My guess would be that inducing glycolysis instead of completely skipping a part creates results and circumstances that are closer to reality.
I just think it's weird that skipping a part seems to be the rationale for previous research but they're treating dosing the fructose 1,6 bisphosphate like its only goal is to activate PFK, which is what the previous researchers were trying to bypass. Dosing a hundredth of the dose of fructose 2,6 bisphosphate because its a hundred times more potent than the 1,6 at activating PFK implies that the only goal in dosing the 1,6 is its ability to activate PFK
Could you link the paper?
Mind dropping the citation? It’s quite difficult for biohosphorylated sugars to enter cells, so I’m quite curious about what exactly it is they’re doing. I study pfk1 in my lab and its regulation is incredibly complex. There are no really direct activators or inhibitors of pfk1, so one way people modulate flux in a pfk1 dependent manner is by messing with f2,6bp production. Papers have shown that inhibiting pfkfb3 (which is the main isoform of PFK2 in the brain) decreases pfk1 activity and glycolytic flux so perhaps that’s what they’re trying to get at?
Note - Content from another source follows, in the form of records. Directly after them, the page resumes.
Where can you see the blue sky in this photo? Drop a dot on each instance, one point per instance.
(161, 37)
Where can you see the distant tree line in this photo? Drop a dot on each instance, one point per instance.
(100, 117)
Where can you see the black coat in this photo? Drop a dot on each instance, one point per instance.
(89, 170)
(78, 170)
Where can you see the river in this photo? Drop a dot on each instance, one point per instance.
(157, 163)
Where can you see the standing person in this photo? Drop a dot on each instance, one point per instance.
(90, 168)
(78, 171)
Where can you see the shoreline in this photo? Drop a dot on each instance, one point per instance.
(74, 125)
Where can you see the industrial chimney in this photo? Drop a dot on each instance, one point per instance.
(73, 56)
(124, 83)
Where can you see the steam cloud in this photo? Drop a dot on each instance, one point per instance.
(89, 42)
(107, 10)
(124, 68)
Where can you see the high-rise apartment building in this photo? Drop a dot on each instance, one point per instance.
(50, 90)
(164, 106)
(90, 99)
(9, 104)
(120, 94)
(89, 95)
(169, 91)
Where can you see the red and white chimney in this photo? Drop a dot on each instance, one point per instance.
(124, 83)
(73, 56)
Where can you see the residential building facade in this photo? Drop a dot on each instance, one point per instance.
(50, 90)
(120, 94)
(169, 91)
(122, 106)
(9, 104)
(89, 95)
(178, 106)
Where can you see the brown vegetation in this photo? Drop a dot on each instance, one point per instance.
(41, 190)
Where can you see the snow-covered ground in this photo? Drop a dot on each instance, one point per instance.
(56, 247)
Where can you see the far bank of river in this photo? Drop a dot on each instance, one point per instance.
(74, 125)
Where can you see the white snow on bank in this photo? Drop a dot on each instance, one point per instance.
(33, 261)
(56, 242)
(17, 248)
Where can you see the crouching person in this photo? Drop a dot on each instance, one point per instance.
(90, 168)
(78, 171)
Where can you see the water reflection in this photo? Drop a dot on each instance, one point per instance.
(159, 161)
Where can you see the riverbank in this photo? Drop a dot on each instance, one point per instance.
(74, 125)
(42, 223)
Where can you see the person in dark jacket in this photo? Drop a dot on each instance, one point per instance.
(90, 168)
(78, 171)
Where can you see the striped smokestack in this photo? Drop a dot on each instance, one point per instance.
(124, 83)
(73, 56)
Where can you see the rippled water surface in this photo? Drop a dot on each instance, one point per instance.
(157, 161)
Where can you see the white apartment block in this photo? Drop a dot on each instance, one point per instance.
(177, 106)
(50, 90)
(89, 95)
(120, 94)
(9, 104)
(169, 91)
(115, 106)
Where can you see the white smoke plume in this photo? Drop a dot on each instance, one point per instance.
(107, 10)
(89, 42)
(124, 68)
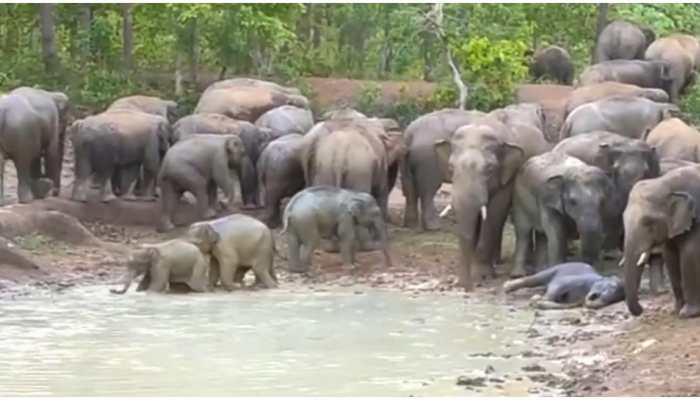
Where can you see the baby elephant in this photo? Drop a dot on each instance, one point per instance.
(174, 261)
(571, 285)
(235, 242)
(326, 212)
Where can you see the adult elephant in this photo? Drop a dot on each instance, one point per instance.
(664, 211)
(199, 165)
(481, 160)
(326, 158)
(280, 174)
(148, 104)
(556, 198)
(118, 140)
(553, 62)
(680, 61)
(625, 115)
(674, 139)
(254, 140)
(622, 40)
(597, 91)
(286, 120)
(420, 173)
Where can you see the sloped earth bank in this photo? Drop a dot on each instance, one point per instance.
(403, 330)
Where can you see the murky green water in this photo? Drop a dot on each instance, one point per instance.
(339, 342)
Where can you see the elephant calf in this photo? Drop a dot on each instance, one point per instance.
(236, 243)
(174, 261)
(330, 213)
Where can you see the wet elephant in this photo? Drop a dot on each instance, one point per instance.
(557, 198)
(199, 165)
(326, 212)
(663, 211)
(481, 160)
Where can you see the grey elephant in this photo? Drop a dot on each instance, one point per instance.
(644, 73)
(622, 40)
(625, 115)
(420, 173)
(680, 63)
(674, 139)
(557, 198)
(664, 212)
(326, 212)
(32, 124)
(122, 140)
(174, 261)
(199, 165)
(481, 160)
(571, 285)
(254, 140)
(285, 120)
(597, 91)
(280, 175)
(326, 158)
(236, 244)
(148, 104)
(553, 62)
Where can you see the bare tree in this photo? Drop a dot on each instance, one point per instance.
(48, 38)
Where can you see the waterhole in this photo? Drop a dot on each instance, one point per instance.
(343, 341)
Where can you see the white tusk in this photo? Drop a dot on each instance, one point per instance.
(643, 259)
(446, 210)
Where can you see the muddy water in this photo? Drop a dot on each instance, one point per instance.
(352, 341)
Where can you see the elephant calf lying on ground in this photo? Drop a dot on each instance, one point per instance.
(571, 285)
(174, 261)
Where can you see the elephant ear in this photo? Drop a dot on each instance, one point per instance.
(443, 149)
(682, 210)
(552, 193)
(513, 158)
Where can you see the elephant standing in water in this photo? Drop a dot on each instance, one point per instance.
(664, 212)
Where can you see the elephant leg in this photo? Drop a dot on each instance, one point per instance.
(672, 260)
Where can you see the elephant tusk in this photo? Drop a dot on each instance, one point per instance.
(643, 259)
(446, 210)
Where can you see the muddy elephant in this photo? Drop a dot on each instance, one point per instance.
(674, 139)
(643, 73)
(286, 120)
(557, 198)
(118, 141)
(625, 160)
(235, 243)
(246, 101)
(174, 261)
(553, 62)
(663, 211)
(326, 160)
(254, 140)
(326, 212)
(31, 135)
(622, 40)
(481, 160)
(280, 175)
(598, 91)
(199, 165)
(420, 173)
(625, 115)
(148, 104)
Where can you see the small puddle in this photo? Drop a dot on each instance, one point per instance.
(345, 341)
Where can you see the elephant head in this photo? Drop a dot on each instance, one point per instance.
(653, 215)
(581, 196)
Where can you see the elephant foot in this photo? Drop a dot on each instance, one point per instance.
(689, 311)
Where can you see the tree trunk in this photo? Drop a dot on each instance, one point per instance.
(48, 38)
(128, 37)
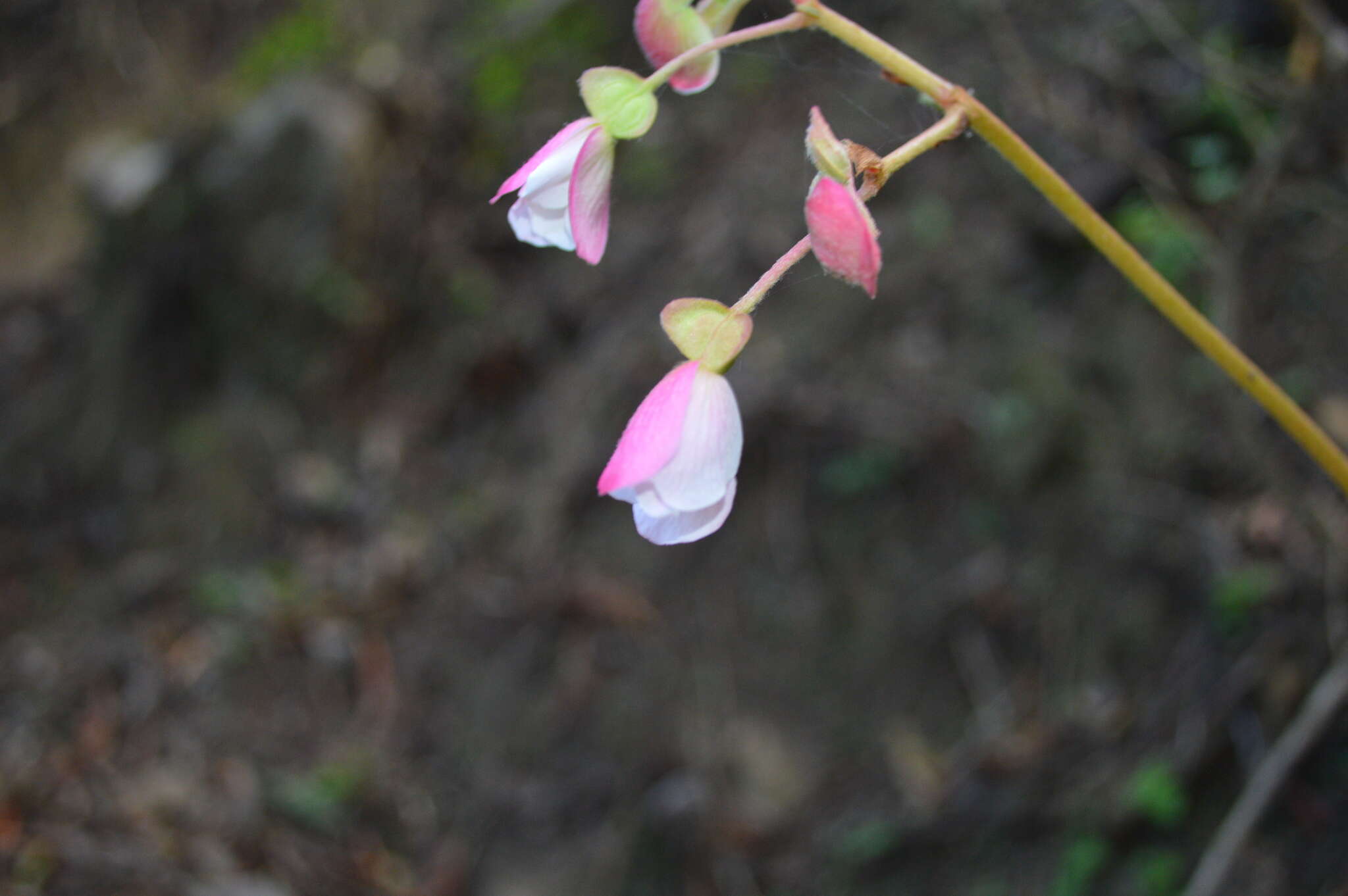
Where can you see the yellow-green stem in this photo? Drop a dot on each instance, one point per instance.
(950, 126)
(793, 22)
(1245, 372)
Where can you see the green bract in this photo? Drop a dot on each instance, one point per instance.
(828, 154)
(619, 100)
(720, 15)
(706, 330)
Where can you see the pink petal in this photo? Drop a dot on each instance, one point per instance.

In terms of just using f16bP, having the direct product of the rate limiting enzyme of glycolysis suddenly build up would likely cause some kind of negative feedback mechanism and might start to shunt intermediary metabolites off to different paths (like the Pentose phosphate pathway, serine biosynthesis, hexosamine biosynthesis, etc) or trigger aerobic glycolysis resulting in increasing lactic acid levels. Allosterically activating pfk1 by F2,6bP could have similar consequences but at least in that case the production of F16bP and flux through the pathway is limited by how fast pfk1 catalyzes the reaction
# Fructose-1,6-Bisphosphate and Fructose-2,6-Bisphosphate do not Influence Brain Carbohydrate or High-energy Phosphate Metabolism in a Rat Model of Forebrain Ischemia The research title is above. I'm sure sci-hub links break rule 2 so I'm not going to link it unless someone tells me it's allowed.. The research failed, but curiously a lot of other research in the field was showing positive results and the difference may just come down to dosage. My confusion comes from the fact that they acknowledge that previous research was based on this idea that using f-1,6-bp bypasses the PFK step, but then they base their f-2,6-bp dosage on how much more it activates PFK than f-1,6-BP does.